E l’Usigrai impara da Hitler: «raus» al giornalista di destra

RomaChe cosa aspetta l’Ordine dei giornalisti a interrogarsi e domandare? E non c’è un consesso di sindacati liberi e democratici che si stupisca e richiami al rispetto della civiltà? Ma ecco l’Usigrai, il sindacato dei giornalisti Rai che, per opporsi all’assunzione di un collega che viene dai giornali, lancia un’accusa che nemmeno i sindacati di regime a Cuba o nella Bulgaria d’antan. Non avversano un direttore o un suo vice, sparano su un giornalista normale, un professionista corretto e ineccepibile, col difetto di aver ricevuto l’offerta di lavoro dal direttore del Tg1, e non per grazia di un padrino politico. Sapete perché non lo vogliono? «Perché viene da uno dei due quotidiani che hanno orchestrato la campagna di stampa contro il canone».

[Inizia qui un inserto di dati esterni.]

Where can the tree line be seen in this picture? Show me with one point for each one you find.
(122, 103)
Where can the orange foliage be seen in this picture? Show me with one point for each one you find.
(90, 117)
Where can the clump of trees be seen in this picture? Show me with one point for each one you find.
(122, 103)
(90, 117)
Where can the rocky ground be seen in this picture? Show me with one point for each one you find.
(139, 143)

Insomma, chi lavora a Libero e al Giornale ha il marchio di Caino, tanto razzismo non s’era mai visto. Come se la linea di un giornale non la facesse il direttore ma l’assemblea di redazione. E passi per gli operai della Fiat che negli anni ’70, quando vedevano un cronista della Stampa ai cancelli di Mirafiori gli gridavano «servo di Agnelli!» pure se il poveretto era iscritto al Pci, ma i signori dell’Usigrai sembrano davvero convinti che i meriti e le colpe di ogni direttore ricadono su ogni cronista del giornale che dirigono, anche quelli che han trovato lì e che forse fanno la fronda. È come se a Telekabul potessero andare soltanto giornalisti di comprovata fede comunista, a Nigrizia unicamente giornalisti con la pelle nera, a Men soltanto uomini o omo, a Noi donne solamente giornaliste, possibilmente brutte e coi baffi.

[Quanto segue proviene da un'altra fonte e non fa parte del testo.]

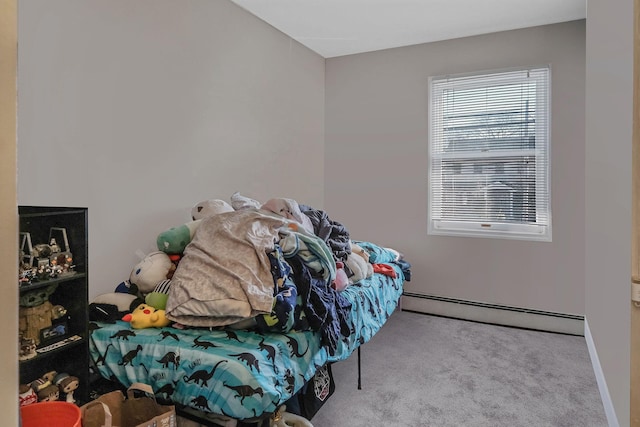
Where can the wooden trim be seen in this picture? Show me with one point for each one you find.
(8, 208)
(635, 239)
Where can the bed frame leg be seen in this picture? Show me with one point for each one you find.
(359, 371)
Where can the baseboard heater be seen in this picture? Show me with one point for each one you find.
(494, 313)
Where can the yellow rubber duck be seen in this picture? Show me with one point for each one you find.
(146, 316)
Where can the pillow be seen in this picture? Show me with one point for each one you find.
(238, 202)
(378, 254)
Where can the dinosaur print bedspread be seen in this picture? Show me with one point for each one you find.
(241, 374)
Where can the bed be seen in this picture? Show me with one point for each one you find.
(245, 373)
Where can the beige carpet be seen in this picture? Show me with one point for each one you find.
(422, 370)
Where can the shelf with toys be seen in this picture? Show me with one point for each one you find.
(53, 304)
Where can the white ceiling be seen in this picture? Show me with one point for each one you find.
(343, 27)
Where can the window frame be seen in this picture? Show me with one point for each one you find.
(480, 228)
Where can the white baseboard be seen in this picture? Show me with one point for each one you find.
(609, 411)
(496, 314)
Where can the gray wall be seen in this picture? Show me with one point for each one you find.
(609, 94)
(376, 151)
(139, 110)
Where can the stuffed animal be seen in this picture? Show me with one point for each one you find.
(158, 297)
(358, 263)
(209, 208)
(154, 268)
(238, 202)
(175, 240)
(145, 316)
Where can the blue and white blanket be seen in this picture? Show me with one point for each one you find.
(242, 374)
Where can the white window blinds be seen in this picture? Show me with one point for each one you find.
(489, 155)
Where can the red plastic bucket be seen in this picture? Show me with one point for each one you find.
(51, 414)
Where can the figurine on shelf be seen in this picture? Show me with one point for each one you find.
(27, 348)
(48, 393)
(67, 384)
(27, 396)
(35, 312)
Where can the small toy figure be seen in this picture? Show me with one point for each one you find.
(27, 396)
(27, 348)
(48, 394)
(67, 385)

Eppure è così. Augusto Minzolini, totalmente estraneo al Tg1 che doveva dirigere, aveva bisogno di un collega di sua fiducia nel settore politico, ed ha chiamato Mario Prignano di Libero, cronista parlamentare che segue il premier e il centrodestra. Tutti i direttori del mondo, quando arrivano in una testata, si portano dietro qualcuno che conoscono bene e del quale si fidano. Minzolini, oltretutto, non ha agito d’imperio o con arroganza: il capo del politico del Tg1 è rimasto al suo posto, Prignano entra soltanto come vice.

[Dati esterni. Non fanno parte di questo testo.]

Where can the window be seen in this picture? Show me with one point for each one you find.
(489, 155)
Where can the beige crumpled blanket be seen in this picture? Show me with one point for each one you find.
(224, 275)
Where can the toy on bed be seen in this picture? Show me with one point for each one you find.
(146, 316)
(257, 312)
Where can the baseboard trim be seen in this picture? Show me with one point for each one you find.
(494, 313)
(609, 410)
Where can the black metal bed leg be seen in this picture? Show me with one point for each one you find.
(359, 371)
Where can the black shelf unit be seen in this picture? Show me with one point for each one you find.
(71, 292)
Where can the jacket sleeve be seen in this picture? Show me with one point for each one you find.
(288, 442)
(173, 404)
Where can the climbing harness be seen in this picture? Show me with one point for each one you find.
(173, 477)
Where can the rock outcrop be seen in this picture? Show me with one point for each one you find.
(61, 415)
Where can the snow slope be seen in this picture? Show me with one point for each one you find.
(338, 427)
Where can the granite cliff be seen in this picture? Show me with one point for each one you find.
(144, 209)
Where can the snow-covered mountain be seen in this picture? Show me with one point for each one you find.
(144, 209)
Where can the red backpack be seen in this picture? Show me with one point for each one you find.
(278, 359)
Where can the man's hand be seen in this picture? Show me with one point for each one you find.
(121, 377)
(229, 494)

Ma questo non basta al sindacato diretto da Carlo Verna che, spalleggiato dal cdr, la rappresentanza sindacale di base, ha tuonato contro il nuovo arrivo dapprima con una domanda infantile: «Possibile che in Rai non ci sia un collega in grado di ricoprire quell’incarico?». Poi, con l’incredibile carico da novanta, in difesa «di tutti i lavoratori della Rai che con l’attacco al canone vedono messo a repentaglio persino il loro posto di lavoro».